Wayde van Niekerk advanced to the 200m final. Photo: Reuters
Wayde van Niekerk advanced to the 200m final. Photo: Reuters
Akani Simbine was unable to qualify for the 200m final. Photo: AP
Akani Simbine was unable to qualify for the 200m final. Photo: AP

Phew! That was close... Wayde van Niekerk had the hearts of South Africans in their mouths for a few seconds as he crossed the line in third place in his 200m semi-final at the IAAF World Championships in London on Wednesday night.

His time of 20.28 seconds in rainy conditions meant that he was not an automatic qualifier, as only the top two are guaranteed a spot in the final.

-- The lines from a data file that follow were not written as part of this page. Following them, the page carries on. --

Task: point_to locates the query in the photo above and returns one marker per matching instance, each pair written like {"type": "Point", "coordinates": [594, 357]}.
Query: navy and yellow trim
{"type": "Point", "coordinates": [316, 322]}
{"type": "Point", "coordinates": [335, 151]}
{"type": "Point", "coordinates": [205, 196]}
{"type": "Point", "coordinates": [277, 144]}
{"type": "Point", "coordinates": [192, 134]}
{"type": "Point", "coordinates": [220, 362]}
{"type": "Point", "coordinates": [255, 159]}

But then when the two other fastest finishers from the previous semi-finals were checked, Van Niekerk had made it! He was second-last on the finalists' list, as the 400m world champion looked tired from having to race every day since Saturday in his bid to do the 200m-400m double.

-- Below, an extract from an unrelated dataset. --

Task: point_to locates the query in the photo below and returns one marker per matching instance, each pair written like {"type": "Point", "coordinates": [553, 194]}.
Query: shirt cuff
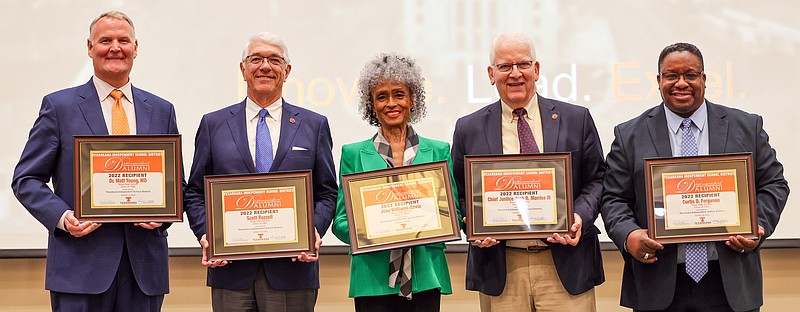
{"type": "Point", "coordinates": [60, 224]}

Van Niekerk, normally so smooth around the bend, battled to produced that usual spurt forward that takes him out in front as his muscles tightened up on the back straight.

Instead it was American Ameer Webb who sped away off the bend, although Turkey's Ramil Guliyev came through in the last 50 metres to win in 20.17 seconds, with Webb second with 20.22.

But Van Niekerk kept pushing hard to the line in driving rain, and his 20.28 was just enough to be the second "fastest loser" ahead of Frenchman Christophe Lemaitre (20.30), so his double journey is still on track.

Unfortunately the 25-year-old won't have a day off to rest those aching muscles, though, as the 200m final will take place on Thursday night at 10.52pm SA time.

His compatriot Akani Simbine, though, missed out on a place in the 200m final.

Simbine ended seventh in the first semi-final in 20.62, well behind American winner Isiah Young (20.12), and Botswana's Isaac Makwala, who finished second in 20.14.

Both Young and Makwala qualified automatically for the final, with the two top in each semi-final and then the next two fastest finishers going through to the medal decider.

Simbine made a strong enough start in the first 100m, but once the field hit the bend, it was Makwala who sped away in lane one.

It looked like the southern African won the race, but he was pipped on the line by Young.